Caso Oi: Janaina Riva questiona legalidade, sigilo e rapidez em acordo de R$ 308 milhões firmado pelo Estado

Durante oitiva dos membros da Procuradoria-Geral do Estado na Assembleia Legislativa, nesta quarta-feira, a deputada estadual Janaina Riva (MDB) apresentou questionamentos diretos sobre a legalidade, o procedimento adotado e a transparência do acordo que resultou na devolução de aproximadamente R$ 308 milhões de ICMS à empresa Oi S.A.
A parlamentar concentrou as perguntas na base legal da autocomposição, na competência para negociação e assinatura do acordo, no enquadramento orçamentário do pagamento e na ausência de submissão ao regime constitucional de precatórios. Também solicitou a indicação expressa dos atos normativos que embasaram a decisão e a identificação das autoridades responsáveis por cada etapa do procedimento.

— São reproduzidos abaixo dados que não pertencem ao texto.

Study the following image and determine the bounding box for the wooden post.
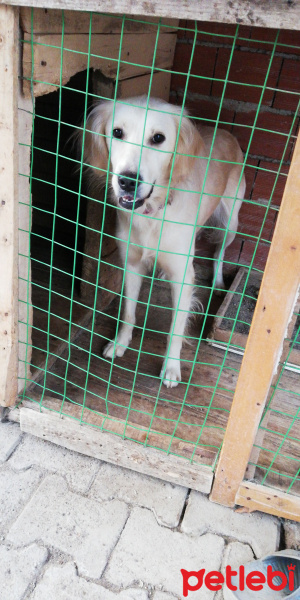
[0,5,18,406]
[210,131,300,506]
[18,92,34,392]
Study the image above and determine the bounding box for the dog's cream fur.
[84,96,245,387]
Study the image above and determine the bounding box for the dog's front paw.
[160,359,181,387]
[102,342,126,358]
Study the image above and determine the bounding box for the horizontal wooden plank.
[23,33,176,96]
[0,0,300,29]
[20,6,178,34]
[235,481,300,521]
[20,408,213,493]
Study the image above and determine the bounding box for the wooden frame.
[10,398,213,494]
[0,6,18,406]
[210,136,300,520]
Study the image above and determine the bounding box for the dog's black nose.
[118,171,142,194]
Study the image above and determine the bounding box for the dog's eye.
[151,133,166,144]
[113,129,123,140]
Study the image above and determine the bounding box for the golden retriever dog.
[84,96,245,387]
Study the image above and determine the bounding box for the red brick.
[273,58,300,112]
[241,27,277,52]
[171,43,217,94]
[176,19,189,40]
[239,202,276,241]
[180,96,234,131]
[233,111,293,160]
[277,29,300,56]
[212,48,282,105]
[244,157,259,199]
[252,161,289,206]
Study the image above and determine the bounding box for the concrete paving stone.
[10,434,101,493]
[0,468,42,532]
[0,422,22,463]
[104,508,224,600]
[30,563,148,600]
[215,542,255,600]
[181,491,280,558]
[91,464,188,527]
[7,475,128,579]
[284,521,300,550]
[0,544,48,600]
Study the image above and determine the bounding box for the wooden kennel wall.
[0,0,300,520]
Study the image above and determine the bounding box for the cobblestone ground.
[0,422,300,600]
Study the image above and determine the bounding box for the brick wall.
[170,21,300,269]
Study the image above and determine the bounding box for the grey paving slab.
[30,563,148,600]
[10,434,101,493]
[181,491,280,558]
[0,422,22,463]
[104,508,224,600]
[91,463,188,527]
[0,466,42,532]
[7,475,128,578]
[0,544,48,600]
[215,542,255,600]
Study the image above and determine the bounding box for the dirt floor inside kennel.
[26,236,300,493]
[17,15,300,502]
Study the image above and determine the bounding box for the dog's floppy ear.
[172,113,204,187]
[80,101,113,177]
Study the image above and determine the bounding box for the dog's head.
[84,96,201,212]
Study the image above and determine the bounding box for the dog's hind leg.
[160,257,194,387]
[212,169,245,295]
[103,262,146,358]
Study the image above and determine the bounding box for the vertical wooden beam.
[18,92,34,392]
[210,131,300,506]
[0,5,18,406]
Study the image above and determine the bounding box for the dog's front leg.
[160,259,194,387]
[103,262,146,358]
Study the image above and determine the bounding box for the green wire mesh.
[20,9,300,493]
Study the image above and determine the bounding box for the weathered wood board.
[0,5,18,406]
[20,6,178,35]
[20,408,213,493]
[1,0,300,29]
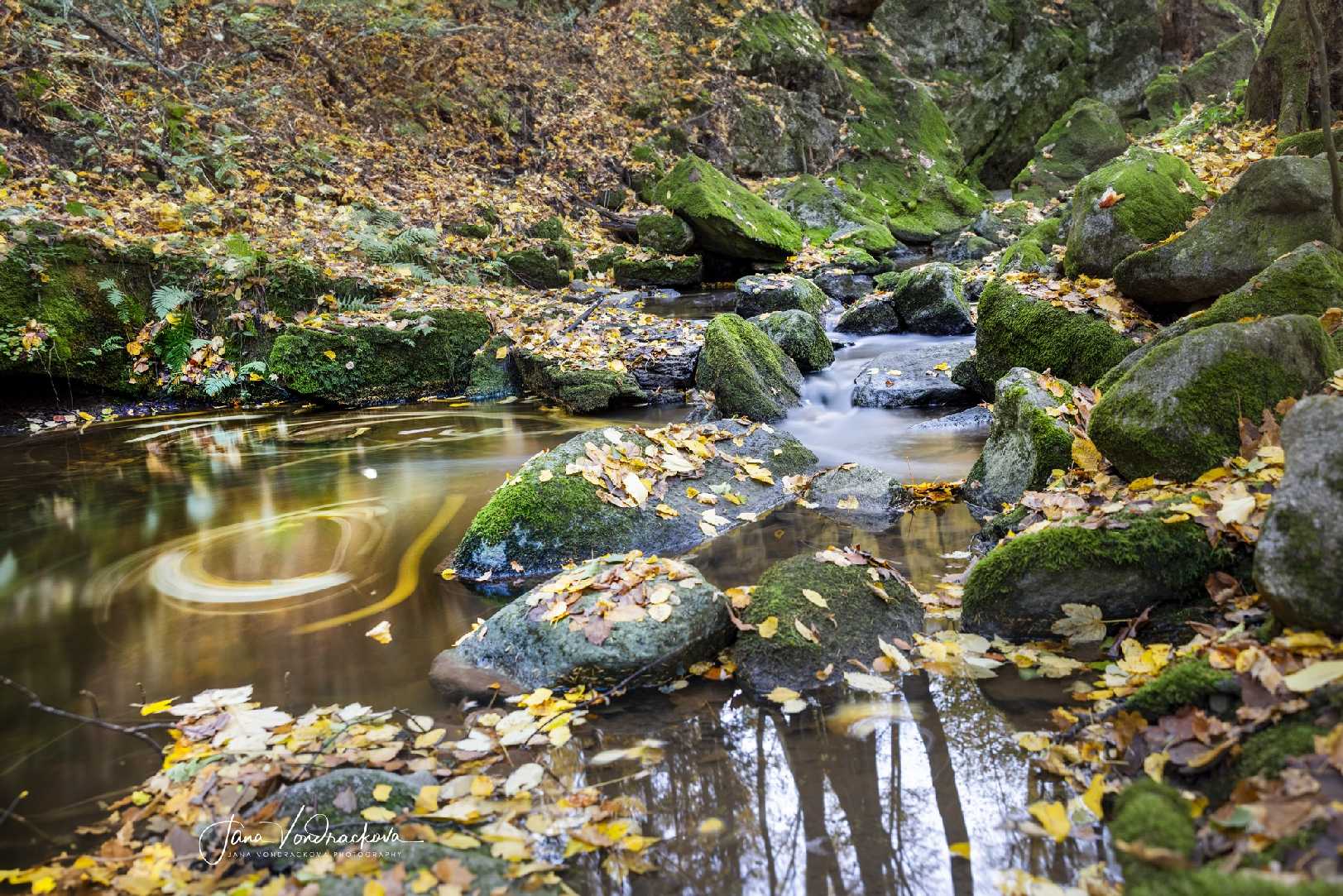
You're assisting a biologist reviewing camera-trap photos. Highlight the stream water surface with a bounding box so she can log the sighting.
[0,338,1101,894]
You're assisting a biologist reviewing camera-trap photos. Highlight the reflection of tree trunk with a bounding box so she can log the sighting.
[901,674,975,896]
[779,714,845,894]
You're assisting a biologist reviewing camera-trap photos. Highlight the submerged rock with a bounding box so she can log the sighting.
[1254,395,1343,634]
[975,278,1136,384]
[444,419,817,583]
[964,367,1073,512]
[733,553,923,694]
[1088,314,1339,482]
[266,310,490,405]
[1096,242,1343,391]
[746,308,836,373]
[853,338,979,407]
[962,509,1231,640]
[1011,97,1128,202]
[736,274,830,319]
[1063,148,1203,276]
[1115,156,1343,305]
[429,553,733,694]
[694,314,802,420]
[654,156,802,261]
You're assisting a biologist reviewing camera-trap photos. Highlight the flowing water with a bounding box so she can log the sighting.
[0,338,1099,894]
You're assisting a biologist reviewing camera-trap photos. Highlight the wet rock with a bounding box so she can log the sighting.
[964,367,1073,510]
[1011,98,1128,203]
[975,280,1136,384]
[962,508,1233,640]
[853,338,978,407]
[636,215,694,256]
[654,156,802,261]
[1088,314,1339,482]
[733,553,923,694]
[429,553,733,696]
[1254,395,1343,634]
[1063,146,1203,276]
[1115,156,1343,305]
[806,463,905,532]
[444,420,817,583]
[694,314,802,420]
[266,310,490,405]
[614,256,703,286]
[909,405,994,434]
[736,274,828,319]
[748,308,836,373]
[1096,242,1343,391]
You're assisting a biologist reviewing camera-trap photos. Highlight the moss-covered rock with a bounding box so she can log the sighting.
[694,314,802,420]
[735,553,923,693]
[266,310,490,405]
[1115,156,1343,305]
[1011,97,1128,202]
[1096,242,1343,391]
[736,274,830,319]
[429,553,733,693]
[865,262,975,336]
[1063,148,1205,276]
[1089,314,1339,482]
[444,420,817,583]
[975,278,1136,384]
[636,215,694,256]
[655,156,802,261]
[748,308,836,373]
[964,367,1073,510]
[962,509,1233,640]
[509,349,649,414]
[1124,657,1235,721]
[614,256,703,286]
[1254,395,1343,633]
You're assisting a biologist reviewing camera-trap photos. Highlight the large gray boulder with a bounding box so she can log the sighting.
[1254,395,1343,634]
[1089,314,1339,482]
[853,338,979,407]
[694,314,802,420]
[1115,156,1343,305]
[444,420,817,584]
[964,367,1073,512]
[429,553,733,693]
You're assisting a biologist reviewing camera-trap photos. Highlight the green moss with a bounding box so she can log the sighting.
[1125,659,1235,721]
[975,280,1134,384]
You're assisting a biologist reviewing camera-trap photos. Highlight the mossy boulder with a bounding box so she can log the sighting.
[1096,242,1343,391]
[429,553,733,694]
[1254,395,1343,634]
[875,262,975,336]
[736,274,830,319]
[612,256,703,286]
[1011,97,1128,202]
[962,509,1233,640]
[266,310,490,405]
[964,367,1073,512]
[444,420,817,583]
[654,156,802,262]
[853,338,978,407]
[1115,156,1343,305]
[975,278,1136,384]
[511,349,649,414]
[733,553,923,693]
[1063,148,1205,276]
[1089,314,1339,482]
[694,314,802,420]
[636,215,694,256]
[748,308,836,373]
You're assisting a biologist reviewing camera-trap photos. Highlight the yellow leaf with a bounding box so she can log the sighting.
[1026,799,1073,842]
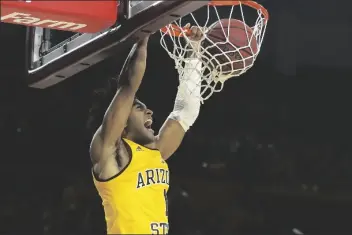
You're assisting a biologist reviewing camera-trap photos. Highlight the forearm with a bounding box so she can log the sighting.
[101,39,148,145]
[118,39,148,92]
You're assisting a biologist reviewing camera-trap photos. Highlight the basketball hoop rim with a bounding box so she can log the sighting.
[160,0,269,37]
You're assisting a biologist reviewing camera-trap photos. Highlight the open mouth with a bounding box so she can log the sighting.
[144,119,153,130]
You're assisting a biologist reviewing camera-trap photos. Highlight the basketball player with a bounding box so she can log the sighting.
[90,27,202,234]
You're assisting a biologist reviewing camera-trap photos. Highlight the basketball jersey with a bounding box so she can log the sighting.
[93,139,169,234]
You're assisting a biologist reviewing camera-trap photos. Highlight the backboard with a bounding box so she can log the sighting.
[1,0,208,89]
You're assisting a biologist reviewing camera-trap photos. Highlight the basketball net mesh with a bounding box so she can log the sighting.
[160,3,267,103]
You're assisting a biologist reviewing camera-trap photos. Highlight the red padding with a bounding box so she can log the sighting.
[0,0,118,33]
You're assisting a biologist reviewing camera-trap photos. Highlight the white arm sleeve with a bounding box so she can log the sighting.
[168,58,202,131]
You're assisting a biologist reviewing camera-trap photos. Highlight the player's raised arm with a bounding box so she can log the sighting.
[156,27,203,159]
[91,37,149,163]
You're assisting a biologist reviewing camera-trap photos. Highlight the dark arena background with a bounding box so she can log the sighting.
[0,0,352,235]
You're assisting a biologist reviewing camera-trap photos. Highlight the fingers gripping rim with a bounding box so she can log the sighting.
[160,1,269,37]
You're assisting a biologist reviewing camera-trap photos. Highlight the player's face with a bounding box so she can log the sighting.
[126,99,155,145]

Janaina questionou se havia conhecimento prévio sobre o destino final dos valores devolvidos e se esses recursos teriam sido direcionados a fundos ou estruturas financeiras com eventual vínculo com pessoas ligadas ao governo estadual, além de indagar quais medidas de cautela foram adotadas para afastar conflito de interesses.
Outro ponto abordado foi o tempo de análise do acordo. A deputada perguntou como a PGE justifica a manifestação favorável em aproximadamente 33 minutos e se houve parecer técnico completo e estudo de impacto financeiro antes da formalização.
Ela também solicitou que fosse demonstrada, de forma objetiva, qual a economia efetiva aos cofres públicos, considerando a alegação de perda de prazo por parte da Oi S.A., e qual risco concreto de condenação teria justificado o pagamento de R$ 308 milhões.
A parlamentar indagou ainda sobre aparente contradição entre o entendimento adotado nesse acordo e posicionamento anterior da própria Procuradoria em processo distinto, no qual teria sido afastada a possibilidade de autocomposição em matéria semelhante.
O acordo firmado pelo Estado com a operadora tornou-se alvo de debate público pelo volume de recursos envolvidos e pelos questionamentos sobre a condução jurídica e administrativa do caso.
A oitiva desta quarta foi direcionada ao procurador Luiz Otávio Trovo Marques, mas contou também com a presença do Procurador Geral do Estado, Francisco Lopes, que deverá ser ouvido no início de março.